Ma questo significa che il film di Godard è puro caos? Assolutamente no, e in aiuto ci vengono le illuminanti parole del poeta francese Louis Aragon che, riguardo Pierrot le fou, ha dato forse una delle letture più calzanti:

«Nessuno meglio di Godard sa dipingere l’ordine del disordine. […] Il disordine del mondo è la sua materia, all’uscita delle città moderne, lucenti di neon e di formica, nei quartieri suburbani o nei cortili, ciò che nessuno vede mai con gli occhi dell’arte, le putrelle storte, le macchine arrugginite, i rifiuti, le scatole di conserva, i cavetti d’acciaio, tutto questo bidonville della nostra vita senza la quale non potremmo vivere, ma che facciamo di tutto per non vedere. E di questo, come dell’incidente e del delitto, egli fa la bellezza».

(Louis Aragon)

Pierrot le fou, nella sua anima ritenuta all’epoca portatrice di «un’anarchia intellettuale e morale», rappresentò una chiave di volta decisiva negli animi dei giovani francesi che rimasero ammaliati dal film, pochi anni prima della secessione generazionale rappresentata dal ’68, di cui la pellicola di Godard non si vergogna di esserne caotica portatrice.

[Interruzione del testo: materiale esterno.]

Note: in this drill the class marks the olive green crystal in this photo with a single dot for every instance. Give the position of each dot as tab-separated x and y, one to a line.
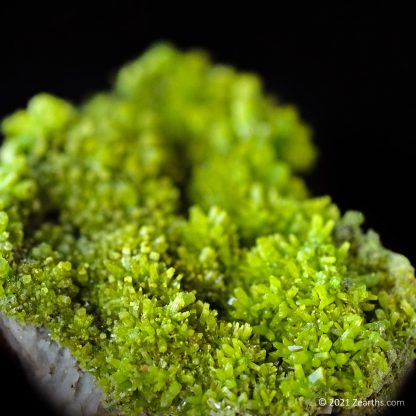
161	233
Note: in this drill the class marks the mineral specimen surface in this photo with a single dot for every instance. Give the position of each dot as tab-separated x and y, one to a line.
162	234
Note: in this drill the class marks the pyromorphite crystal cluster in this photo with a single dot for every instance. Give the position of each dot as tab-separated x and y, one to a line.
159	231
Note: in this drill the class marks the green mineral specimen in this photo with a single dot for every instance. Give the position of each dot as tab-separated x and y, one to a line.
161	233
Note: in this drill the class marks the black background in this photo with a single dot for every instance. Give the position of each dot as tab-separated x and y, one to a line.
349	71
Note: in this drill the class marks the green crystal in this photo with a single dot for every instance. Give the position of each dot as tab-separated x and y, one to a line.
162	233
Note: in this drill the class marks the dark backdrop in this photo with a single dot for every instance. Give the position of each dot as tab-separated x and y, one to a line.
349	71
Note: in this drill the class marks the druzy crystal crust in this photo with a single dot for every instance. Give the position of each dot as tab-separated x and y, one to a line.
161	232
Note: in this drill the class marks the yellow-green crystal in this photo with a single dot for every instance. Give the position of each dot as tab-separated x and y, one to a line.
161	233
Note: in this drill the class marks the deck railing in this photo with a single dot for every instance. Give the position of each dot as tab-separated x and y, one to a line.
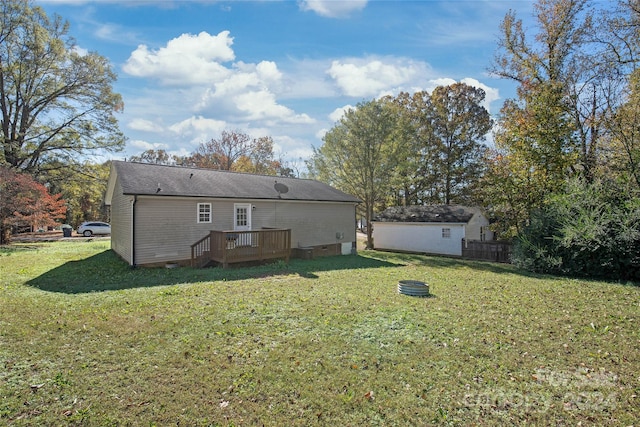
496	251
226	247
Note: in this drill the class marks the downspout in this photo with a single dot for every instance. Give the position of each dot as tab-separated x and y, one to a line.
133	231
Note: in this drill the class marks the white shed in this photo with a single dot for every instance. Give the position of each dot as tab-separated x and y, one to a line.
434	229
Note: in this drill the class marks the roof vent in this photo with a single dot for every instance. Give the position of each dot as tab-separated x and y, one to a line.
280	188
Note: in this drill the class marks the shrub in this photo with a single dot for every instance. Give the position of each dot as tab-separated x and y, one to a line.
590	229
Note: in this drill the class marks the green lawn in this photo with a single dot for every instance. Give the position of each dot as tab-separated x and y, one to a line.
85	340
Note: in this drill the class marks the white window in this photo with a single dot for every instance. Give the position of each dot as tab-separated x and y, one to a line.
204	212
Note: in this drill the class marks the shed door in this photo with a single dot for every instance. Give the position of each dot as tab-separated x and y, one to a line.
242	222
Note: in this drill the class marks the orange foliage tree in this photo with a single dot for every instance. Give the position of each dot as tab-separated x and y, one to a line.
27	203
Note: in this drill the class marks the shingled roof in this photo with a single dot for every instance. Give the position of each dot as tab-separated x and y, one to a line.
161	180
432	213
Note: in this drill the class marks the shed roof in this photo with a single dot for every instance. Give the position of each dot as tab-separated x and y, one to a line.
431	213
161	180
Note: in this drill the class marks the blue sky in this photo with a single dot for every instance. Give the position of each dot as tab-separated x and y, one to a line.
187	70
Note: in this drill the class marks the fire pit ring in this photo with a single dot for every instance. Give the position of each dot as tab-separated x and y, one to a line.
414	288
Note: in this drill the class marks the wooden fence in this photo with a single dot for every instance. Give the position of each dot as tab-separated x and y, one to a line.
496	251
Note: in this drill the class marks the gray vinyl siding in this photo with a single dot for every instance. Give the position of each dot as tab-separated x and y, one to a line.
317	223
166	227
121	223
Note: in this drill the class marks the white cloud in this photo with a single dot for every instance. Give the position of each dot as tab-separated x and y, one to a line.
337	114
372	77
197	129
185	60
492	94
332	8
262	105
144	125
144	145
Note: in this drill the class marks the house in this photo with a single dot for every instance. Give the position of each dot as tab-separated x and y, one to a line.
436	229
159	213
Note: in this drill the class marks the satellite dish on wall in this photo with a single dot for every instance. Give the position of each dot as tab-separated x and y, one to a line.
280	188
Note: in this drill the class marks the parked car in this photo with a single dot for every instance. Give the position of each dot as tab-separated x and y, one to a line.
90	228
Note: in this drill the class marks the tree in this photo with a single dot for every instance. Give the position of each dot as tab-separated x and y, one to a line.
27	203
159	157
82	186
561	78
55	101
624	127
458	124
238	152
359	155
589	229
221	153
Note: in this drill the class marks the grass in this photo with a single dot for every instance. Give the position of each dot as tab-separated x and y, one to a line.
85	340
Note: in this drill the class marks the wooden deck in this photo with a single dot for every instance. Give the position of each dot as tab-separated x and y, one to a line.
227	247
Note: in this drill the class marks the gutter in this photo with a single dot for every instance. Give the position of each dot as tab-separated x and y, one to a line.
133	231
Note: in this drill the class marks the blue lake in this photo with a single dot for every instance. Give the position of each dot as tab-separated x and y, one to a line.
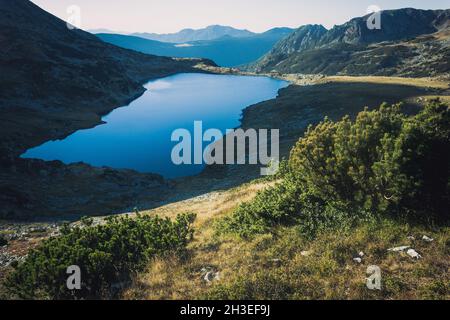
138	136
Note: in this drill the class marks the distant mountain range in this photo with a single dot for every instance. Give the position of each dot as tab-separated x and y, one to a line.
227	47
411	42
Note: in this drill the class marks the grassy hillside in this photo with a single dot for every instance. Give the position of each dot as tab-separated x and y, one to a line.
226	51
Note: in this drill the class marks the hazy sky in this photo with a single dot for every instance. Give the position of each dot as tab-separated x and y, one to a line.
163	16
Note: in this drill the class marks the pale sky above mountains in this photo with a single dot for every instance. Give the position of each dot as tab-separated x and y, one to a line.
167	16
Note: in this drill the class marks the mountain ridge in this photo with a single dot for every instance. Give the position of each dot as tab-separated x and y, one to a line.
226	51
188	35
339	49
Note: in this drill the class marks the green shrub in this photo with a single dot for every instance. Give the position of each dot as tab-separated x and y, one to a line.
106	254
382	162
3	241
273	206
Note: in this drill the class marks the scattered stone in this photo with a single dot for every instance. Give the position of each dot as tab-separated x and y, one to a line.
427	239
276	262
211	276
414	254
398	249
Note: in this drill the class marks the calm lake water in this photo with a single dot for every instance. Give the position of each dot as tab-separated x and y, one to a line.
138	136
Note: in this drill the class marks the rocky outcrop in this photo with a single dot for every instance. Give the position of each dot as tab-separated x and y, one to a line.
410	42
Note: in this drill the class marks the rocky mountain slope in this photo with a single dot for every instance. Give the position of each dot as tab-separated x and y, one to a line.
407	37
188	35
54	81
227	51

Una delle prime scene del film, non a caso, mette in primo piano tutta la sensibilità del personaggio di Marianne, quando la giovane donna si lamenta della freddezza con cui vengono riportati alla radio i numeri dei soldati morti in Vietnam: perché accettiamo così impotenti la notizia che un certo numero di soldati sia morto e non ci interroghiamo su chi fossero, come si chiamassero e cosa pensassero prima di morire questi esseri umani?

La sensibilità di due personaggi apparentemente outsider nella società che li ospita, e senza dubbio fuori-legge, è il grande tema dell’anarchia, raccontata con i parametri degli anni ’60. Il rifiuto di accettare regole di uno Stato di diritto, che si sostanzia quasi sempre in un danneggiare la libertà altrui esaltando la propria, ha in quegli anni un’accezione più poetica e meno razionalizzata rispetto a oggi: si pensi alla produzione di De Andrè in Italia, che tanto ha parlato dell’anarchia, della sua faccia buona, arrivando in alcune circostanze a definire se stesso un anarchico.

Godard, come accennato poco sopra, sceglie di parlare dei grandi temi del suo tempo a volte con incredibili dialoghi apparentemente endo-relazionali, ma realisticamente eso-relazionali, e infine con grandi silenzi eloquenti, dimostrativi, indicativi e a loro modo definitivi.

Lo sfondo, come il finale, è però tragico: i pezzi che i protagonisti lasciano per strada negli anni del loro rapporto sregolato sono gli stessi che rimangono di Ferdinand/Pierrot dopo il suicidio. Si noti: suicidio sì, ma l’ultimo frame prima dell’esplosione ci racconta un ripensamento. La bravura di Jean-Paul Belmondo permette di fotografare nel suo ultimo atto l’essenza del personaggio, erratico nelle decisioni, finanche in quella finale. La teatralità, poi, più che il mezzo sembra il fine ultimo, dal quale non si torna indietro e, forse, l’inevitabile conclusione di una serie di scelte.

Pierrot le fou è quella chiave di lettura degli anni ’60 che per molto tempo ci si è rifiutati di vedere come tale ma che, persino e a maggior ragione dopo tutto questo tempo, sembra uno degli strumenti indispensabili per imparare a leggere le grandi questioni di oggi. La storia e le storie, nonché il cinema che le racconta, dopo tutto hanno sempre qualcosa da insegnare.